In a rare live broadcast interview with Mexico's Televisa network, the masked rebel leader said that a clash between police and protesters that left a teenager dead and scores injured in a town outside Mexico City last week shows the country's brewing tensions.

He added, however, that the Zapatistas will not boycott the July 2 elections for the presidency, state governorships and congressional seats. He emphasized that his rebel group is now committed to peace.

Marcos denied Institutional Revolutionary Party presidential candidate Roberto Madrazo's allegations that the Zapatistas instigated the clash last week in San Salvador Atenco, about 15 miles northeast of Mexico City.

But he said he supports the dozens of protesters who were arrested, and he will remain in Mexico City until they are released.

Members of a radical group of townspeople kidnapped and beat six policemen after they tried to prevent vendors from setting up stands in a nearby city. Police responded with rage the next day: television images showed officers repeatedly clubbing helpless detainees. Several of the women who were arrested alleged they were raped by officers.
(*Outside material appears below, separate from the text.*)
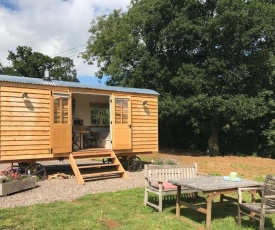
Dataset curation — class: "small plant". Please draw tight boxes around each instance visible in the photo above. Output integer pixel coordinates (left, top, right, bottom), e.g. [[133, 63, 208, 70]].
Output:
[[0, 166, 29, 183]]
Marcos said the attack against the police stemmed from “people's fury” and said the attacks were not organized.

“They were not beating the person, but rather what he represents,” he said.

The rebel leader came out of his jungle hideout in January and is touring Mexico trying to forge a national leftist movement.

Marcos said he did not expect any settlement with the government that would lead him to take off his rebel's mask.

Marcos enjoyed almost rock star-like popularity among many Mexicans following the Zapatistas' brief armed uprising in January 1994 in the southern state of Chiapas.

Since then, his fight has been carried out through poetic communiques posted on the Internet, earning him support around the globe.